Etwa 400 Militärs müssen nun nach Schätzung von Heereskommandeur General Roberto Bendini mit Strafverfahren rechnen. Es sind meist damalige Angehörige mittlerer Dienstränge, die die verbrecherischen Befehle der Junta in den Folterzentren ausführten. Die Opfer waren dem Sadismus der Täter wehrlos ausgesetzt und wurden entsetzlich gequält. Die Zahl der Todesopfer schätzen Menschenrechtsgruppen auf bis zu 30 000, von denen viele bis heute spurlos verschwunden sind.
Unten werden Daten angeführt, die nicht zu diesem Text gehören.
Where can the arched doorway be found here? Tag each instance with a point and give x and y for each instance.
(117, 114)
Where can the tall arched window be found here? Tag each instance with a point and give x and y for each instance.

Anders als in den 80er Jahren löste die Aufhebung der Amnestie jedoch keine Militärrevolten mehr aus. Die meisten der Militärs, gegen die nun wieder ermittelt werden darf, befinden sich inzwischen im Ruhestand. Nur etwa ein Dutzend aktive Militärs müssen mit einer Anklage rechnen. Verteidigungsminister José Pampuro kündigte an, die von den Verfahren betroffenen aktiven Militärangehörigen würden der Justiz überstellt werden.

Gehorsamsverweigerung ganzer Regimenter

Das war in den 80er Jahren unter Raul Alfonsin, dem ersten demokratischen Präsidenten nach der Diktatur, ganz anders. Offiziere, die eine Vorladung vor Gericht erhielten, verschanzten sich nicht selten in Militärkasernen und wurden von ihren Kameraden verteidigt. Ganze Regimenter verweigerten den Gehorsam. Nachdem die Mitglieder der Junta bereits Ende 1985 in einem historischen Prozess zu teilweise langjährigen Gefängnisstrafen verurteilt worden waren, begann die Justiz gegen die unmittelbaren Täter zu ermitteln.

Alfonsín hatte von Anfang an nur die Aburteilung der Junta- Generäle beabsichtigt. Die strafrechtliche Verfolgung der Masse der kleinen und mittleren Täter berge die Gefahr, dass die Militärs die noch schwache Demokratie gleich wieder beenden würden, warnte er. Auf viele Argentinier wirkten die Amnestiegesetzte und die unter Alfonsíns Nachfolger Carlos Menem ausgesprochene Begnadigung der Junta-Mitglieder jedoch demoralisierend. Eine Justiz, die Ladendiebe für Jahre hinter Gitter schickte, den Folterer einer Schwangeren jedoch unbehelligt ließ, hatte ihre Glaubwürdigkeit weitgehend verloren. Für Kabinettschef Alberto Fernàndez geht es um die grundlegende Regel, dass alle Bürger vor dem Gesetz gleich sind.